Nel 2015 hanno chiuso 1015 esercizi, la media è di quasi 3 al giorno. Nell’arco di tempo tra il buongiorno e la buonanotte 3 saracinesche si sono abbassate definitivamente ogni giorno per un anno. E in quelle 24 ore intere famiglie sono finite nel baratro della paura del domani e nel dolore del presente.

Mentre scrivo le conseguenze della mancanza del bilancio di previsione 2015 (stiamo parlando di un ritardo di 1 anno) le paghiamo con la paralisi del Palazzo. Stipendi a rischio, raccolta rifiuti e servizi sociali a rischio, scuole tra gelo e mensa sospesa, chiuse due isole ecologiche, interrotta la scerbatura. La mancanza del bilancio sta causando drammi a catena in un contesto già devastato. Il gioco dello scaricabarile non regge più. Il vicesindaco Signorino non ha rispettato l’ultimatum dato dal commissario per la presentazione del bilancio. Ha consegnato ai revisori dei conti la documentazione, per di più parziale, relativa all’accertamento dei residui attivi e passivi. E ha decretato che questa parziale consegna basta ad autosospendere l’ultimatum. Non si può giocare con le parole. Il bilancio previsionale 2015 non è pronto. La paralisi del Palazzo è la prova conclamata del fallimento della politica economica di questa giunta. Con umiltà bisognerebbero farsi le dovute riflessioni. Perché questo fallimento, caro Signorino, lo stiamo pagando noi.

Poi però, domenica pomeriggio ho letto la nota che ha mandato Sergio Di Prima per il Dibattito del lunedì. Era una lettera d’amore per una terra che vive da lontano. Non è vero che siamo divisi tra quellicheceranoprima e quellichecisonoadesso. Non è così. Amiamo tutti allo stesso modo Messina, la differenza è tra quellichelamanodaqui e quellichelamanodalontano. Ho cercato di vederla con gli occhi di Sergio Di Prima, che sta settimane intere a Londra, ma nel cuore ha lo scorcio che si vede quando aspetti la Metromare e ti viene un groppo alla gola perché non vorresti proprio lasciarla questa terra ma se ti affama e ti nega il presente e il futuro che fai? Oppure Giuseppe Gazzara(che leggerete nel Dibattito del lunedì di domani) che ha resistito fino all’ultimo prima di dire addio sperando che sia un arrivederci.
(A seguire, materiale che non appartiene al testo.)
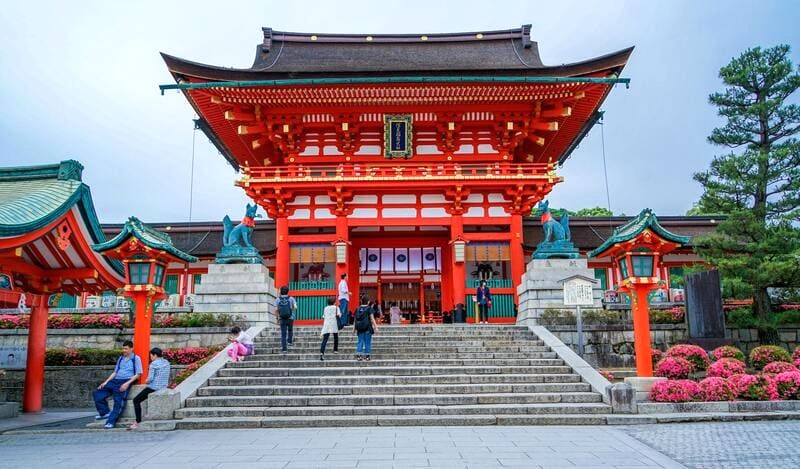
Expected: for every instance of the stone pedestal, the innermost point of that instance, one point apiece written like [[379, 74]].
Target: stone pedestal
[[239, 290], [641, 386], [541, 287]]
Non c’è differenza tra noi e loro, l’amiamo allo stesso modo. Sergio Di Prima scrive: “Quando torno in città dopo mesi questo incanto mi ammalia, e per riaccorgermi delle brutture occorrono almeno quattro-cinque giorni”. Solo l’amore non ti fa vedere i rifiuti, la trasandatezza, le buche, il declino. L’amiamo allo stesso modo questa disgraziata città, loro, quellichelamanodalontano con l’amarezza di vedere come potrebbe essere e non è, e noi, quellichelamanodaqui con la rabbia di sapere che esiste un altro modo di essere città. Più diventiamo una città di anziani, pieni di rimpianti per quello che poteva essere e non è stato e di rimorsi per quello che potevamo fare e non abbiamo fatto, e più si approfondisce il solco tra questi due modi di amare. Un giorno non parleremo più la stessa lingua e sarà troppo tardi. Chi va via è come quell’innamorato deluso che sbatte la porta ma aspetta che l’altro lo richiami, non vede l’ora e guarda il telefono aspettando un sms, un whatsapp, un cenno. Chi resta fa altrettanto. Guarda la strada e l’uscio e aspetta di rivedere la figura di qualcuno che torna. Ogni volta che si spegne un Carnevale, si abbassa una saracinesca, o una madre riempie la valigia di un figlio, è un giorno in meno che basterà a Sergio Di Prima per accorgersi delle brutture. Finchè un giorno non tornerà più.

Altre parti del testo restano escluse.